P.S. Why does [this link on Wikipedia](en.wikipedia.org/wiki/Polar_decomposition) not produce "this link on Wikipedia" with hyperlink to the given URL? Shouldn't it? Because you must put http:// for it to work, or the link won't be parsed.
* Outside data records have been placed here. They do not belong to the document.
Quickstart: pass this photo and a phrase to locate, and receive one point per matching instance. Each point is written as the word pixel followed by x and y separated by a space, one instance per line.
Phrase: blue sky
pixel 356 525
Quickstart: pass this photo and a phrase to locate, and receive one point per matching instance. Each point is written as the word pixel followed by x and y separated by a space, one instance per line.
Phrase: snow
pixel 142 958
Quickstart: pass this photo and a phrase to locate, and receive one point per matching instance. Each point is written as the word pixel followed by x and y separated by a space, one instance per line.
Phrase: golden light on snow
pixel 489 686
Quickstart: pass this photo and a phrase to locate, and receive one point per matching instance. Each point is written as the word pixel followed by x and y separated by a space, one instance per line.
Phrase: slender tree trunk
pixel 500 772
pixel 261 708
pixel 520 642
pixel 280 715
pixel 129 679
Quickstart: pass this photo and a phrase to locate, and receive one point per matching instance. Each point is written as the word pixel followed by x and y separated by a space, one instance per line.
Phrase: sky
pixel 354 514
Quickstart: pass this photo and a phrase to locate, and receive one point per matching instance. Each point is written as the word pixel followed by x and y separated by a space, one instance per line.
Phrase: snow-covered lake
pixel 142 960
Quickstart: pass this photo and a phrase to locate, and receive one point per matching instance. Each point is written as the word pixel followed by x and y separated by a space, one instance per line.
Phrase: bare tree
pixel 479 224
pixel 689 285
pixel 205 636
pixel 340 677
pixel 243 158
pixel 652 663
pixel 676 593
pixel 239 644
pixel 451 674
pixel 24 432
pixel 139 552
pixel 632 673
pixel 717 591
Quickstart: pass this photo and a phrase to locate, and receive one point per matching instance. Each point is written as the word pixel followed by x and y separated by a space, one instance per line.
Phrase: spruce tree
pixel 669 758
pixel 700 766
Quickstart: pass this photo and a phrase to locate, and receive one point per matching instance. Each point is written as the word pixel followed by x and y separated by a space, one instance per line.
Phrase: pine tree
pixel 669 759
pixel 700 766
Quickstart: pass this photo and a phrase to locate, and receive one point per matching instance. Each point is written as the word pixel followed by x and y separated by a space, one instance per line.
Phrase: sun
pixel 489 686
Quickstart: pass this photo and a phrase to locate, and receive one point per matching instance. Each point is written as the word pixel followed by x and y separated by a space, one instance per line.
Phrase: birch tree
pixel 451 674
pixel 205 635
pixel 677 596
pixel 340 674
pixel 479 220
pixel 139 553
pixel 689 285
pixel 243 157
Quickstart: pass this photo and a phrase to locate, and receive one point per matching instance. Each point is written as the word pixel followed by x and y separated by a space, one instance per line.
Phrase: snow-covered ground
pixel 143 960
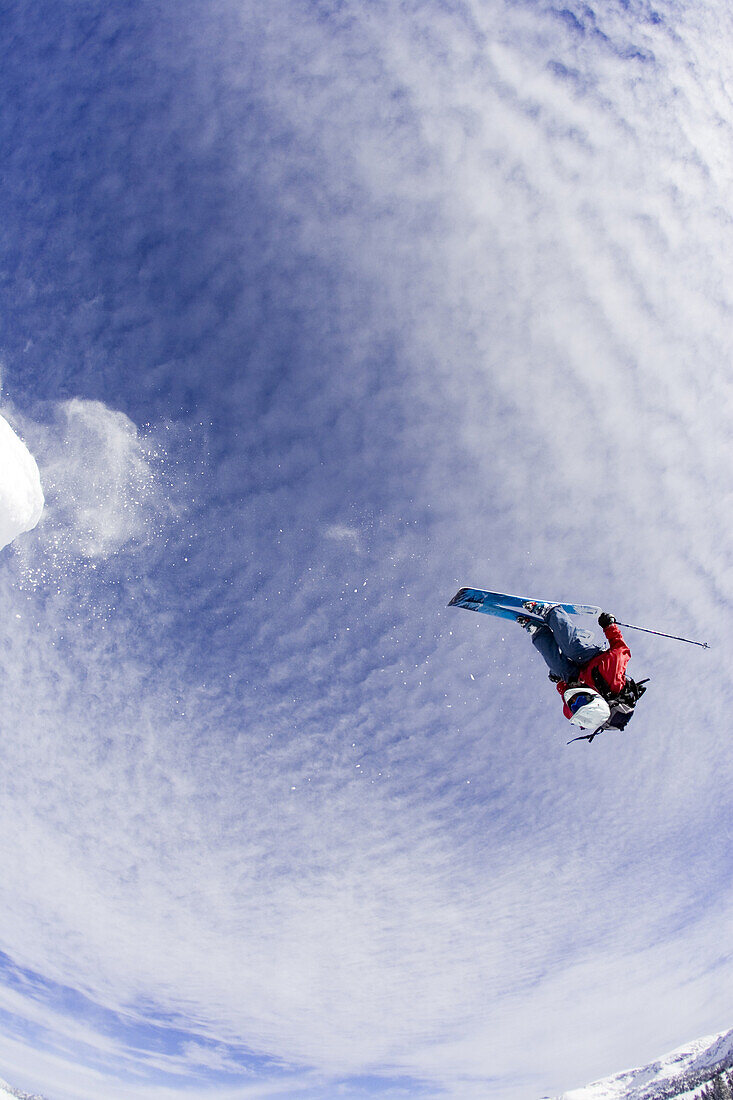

P.P.S. I actually only need the statement for real-entry matrixes, i.e. $A\in\mathbb{R}^{n\times n}$, where $^\ast\leadsto^t$ and unitary$\leadsto$orthogonal, and Hermitian$\leadsto$symmetric.
Best Answer
I give here the real version of your equality. Notice that the matrix $A^tA$ is symmetric positive semi-definite then it's diagonalizable and its eigenvalues are non negative: $$A^tA=QDQ^{-1}$$ where $D=\operatorname{diag}(\lambda_1,\ldots,\lambda_n)$ and we can define the square root of $A^tA$ denoted by $\sqrt{A^t A}$ by $$\sqrt {A^tA}=Q\sqrt D Q^{-1}$$ where $$D=\operatorname{diag}(\sqrt\lambda_1,\ldots,\sqrt\lambda_n)$$ so let $P=\sqrt {A^tA}$ and $O=AP^{-1}$ then it's clear that $P$ is symmetric positive semi-definite and we have $$O^tO=(P^{-1})^tA^tAP^{-1}=(P^{-1})^tP^2P^{-1}=I$$ so $O$ is orthogonal.